Dizia isto e abria as pernas assediante. Queria meu gozo, a imagem sofrida, o salto no impossível.
- Não és nada. Não reconheço teu vulto. Não poderás jamais ser o que não aceito.
- Fuck my body…
Queria representar-me por inteiro em seu jogo. Não sei que forças eu reuni para a ruptura, possivelmente a maior delas: o abandono. Foi o que fiz, afinal: entreguei-me àquela pedra inserida bem fundo por entre os lábios de Mãe Dolores.
- Fuck you…
Bradava com todo o corpo. E embaralhava os selos de seu abismo.
- …Noi prosciugammo intero le forze del dio… Je n’écris pas mes viandes pour votre rise…
Engasgava, tentava cuspir a pedra, contorcia-se. O corpo se debatia com tudo o que lhe era possível.
- …Votre doleurIch bin lhr Schmerz…
As pernas iam ao mais alto, incertas, rasgadas.
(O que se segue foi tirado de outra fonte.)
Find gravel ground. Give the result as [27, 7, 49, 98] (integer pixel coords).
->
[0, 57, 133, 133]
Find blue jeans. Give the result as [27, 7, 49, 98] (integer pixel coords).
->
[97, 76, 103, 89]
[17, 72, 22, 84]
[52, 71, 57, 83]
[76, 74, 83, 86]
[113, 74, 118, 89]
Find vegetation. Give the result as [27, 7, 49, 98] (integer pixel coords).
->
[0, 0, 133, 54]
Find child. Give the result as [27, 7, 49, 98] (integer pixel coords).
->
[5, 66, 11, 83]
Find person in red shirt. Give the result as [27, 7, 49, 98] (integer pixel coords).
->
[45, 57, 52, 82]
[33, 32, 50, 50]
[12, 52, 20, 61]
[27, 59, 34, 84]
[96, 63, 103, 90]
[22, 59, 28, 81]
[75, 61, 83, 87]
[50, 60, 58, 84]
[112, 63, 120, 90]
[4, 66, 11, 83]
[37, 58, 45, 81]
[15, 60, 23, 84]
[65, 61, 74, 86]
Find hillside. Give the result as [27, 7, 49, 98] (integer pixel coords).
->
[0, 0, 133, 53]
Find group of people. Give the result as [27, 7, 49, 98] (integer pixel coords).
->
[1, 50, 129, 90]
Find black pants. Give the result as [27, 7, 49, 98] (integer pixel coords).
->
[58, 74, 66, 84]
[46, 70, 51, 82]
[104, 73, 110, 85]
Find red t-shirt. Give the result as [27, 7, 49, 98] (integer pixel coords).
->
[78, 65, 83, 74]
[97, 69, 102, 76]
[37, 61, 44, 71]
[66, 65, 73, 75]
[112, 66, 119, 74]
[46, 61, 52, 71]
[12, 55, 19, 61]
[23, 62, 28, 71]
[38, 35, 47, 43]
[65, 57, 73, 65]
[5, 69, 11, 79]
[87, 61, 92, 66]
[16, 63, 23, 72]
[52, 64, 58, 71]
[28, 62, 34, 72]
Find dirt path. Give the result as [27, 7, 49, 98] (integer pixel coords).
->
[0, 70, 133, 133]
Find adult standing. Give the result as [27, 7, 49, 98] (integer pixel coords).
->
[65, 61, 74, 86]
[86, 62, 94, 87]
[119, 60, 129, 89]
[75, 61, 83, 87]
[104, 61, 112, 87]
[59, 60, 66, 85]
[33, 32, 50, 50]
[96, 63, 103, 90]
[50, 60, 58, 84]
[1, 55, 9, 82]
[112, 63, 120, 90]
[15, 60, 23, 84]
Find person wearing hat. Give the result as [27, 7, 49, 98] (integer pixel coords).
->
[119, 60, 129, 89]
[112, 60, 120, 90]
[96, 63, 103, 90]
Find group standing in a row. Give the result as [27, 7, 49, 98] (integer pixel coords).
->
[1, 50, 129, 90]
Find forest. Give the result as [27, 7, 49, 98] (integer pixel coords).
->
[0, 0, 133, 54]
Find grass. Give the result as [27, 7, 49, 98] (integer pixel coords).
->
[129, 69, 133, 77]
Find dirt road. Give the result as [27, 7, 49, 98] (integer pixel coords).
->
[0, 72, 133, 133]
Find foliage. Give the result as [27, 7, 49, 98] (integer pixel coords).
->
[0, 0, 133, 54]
Peleja em seus tropeços o encosto desgostado, ferido, decaindo.
- I’m your pain… Tengo el deseo de un mundo sin recusas … As sobras, as sobras de Deus…
- Que Deus buscas agora?
- …Idiota senza cominciando…
E desfazia-se, escrita mínima, sumindo, os vitupérios já dissipados, toda aquela babel agonizante, a pedra embaralhadora de sentidos, a língua confundida, o absurdo de ser todos contra um só, contra cada um. O suor fluindo por toda a Mãe Dolores, um banho de forças.
- Schmer…
Escoava-se, não importando para onde fosse todo aquele dobrado da ansiedade.
- Me abraça com força, meu pequeno.
- Quem és?
- Não te assustes mais, meu menino…
A mulher estava ensopada de suor. Pequeno Ansioso chorava, chorava, como se diante de um desejo inacabado.
- Um beijo. Vem me dar um beijo, vem.
Deixou-se então acolher entre os seios de Mãe Dolores, soluçante.
- Me tira dessas correntes…

(Alguma conclusão diante de todo aquele horror? Não era boa hora para isto. As conclusões vão se dando com o tempo. Vão também se perdendo, e raramente aceitamos que de nada valem. Apenas a mais vulgar literatura explica-nos o que foi fortemente expresso por aquele corpo decomposto em falas alheias. Ermos da crendice? Com que espécie de vitalidade um rosto se oculta por trás de seu rosário de falsa moral? De que se ocupa a beleza quando não nos recebe em sua casa? Eu preferia o gosto do puro cansaço, o desuso de certas figuras de linguagem, a morte de um ente querido. Deixo que o abismo me tome pela cintura. Não é outro o meu emprego: narrar o alcance da vertigem e dos gestos mais cortantes. O narrador jamais será espectador de si mesmo, porém terá que iludir o suficiente para que a vida de cada personagem não lhe desaprove o sobressalto diante do espelho da cena.)

- Abraça tua mãezinha com força. Nada mais de ruim vai te acontecer.
Ainda havia incenso queimando. Por entre os dois corpos já não se sabia o que corria mais, lágrima ou suor, a cena consistida pela imunidade plena do sal, logo pontuada pelo invisível pleito da sede.
- Tonto. Que fazes aí todo vestido em cima de mim nuazinha? Deixa eu tirar essa roupa e te dar um banho.
Era ela mesma, inconfundível, virtuose da sedução, astuta por todas as partes, gozosa maroteira. E lá se foram nus em direção ao quintal. Banharam-se por boa parte da manhã no último dos tanques de peixes, por uma vez quase única. Coxas e pernas pontilhadas por acarás-bandeira em defesa de seu território. Também os amantes se beliscaram entre si, redescobrindo cada mínimo tecido esgotado. Batismo tópico. Repetidas vezes, até que cessasse toda vontade. Enquanto o resto da casa pranteava por seus mortos.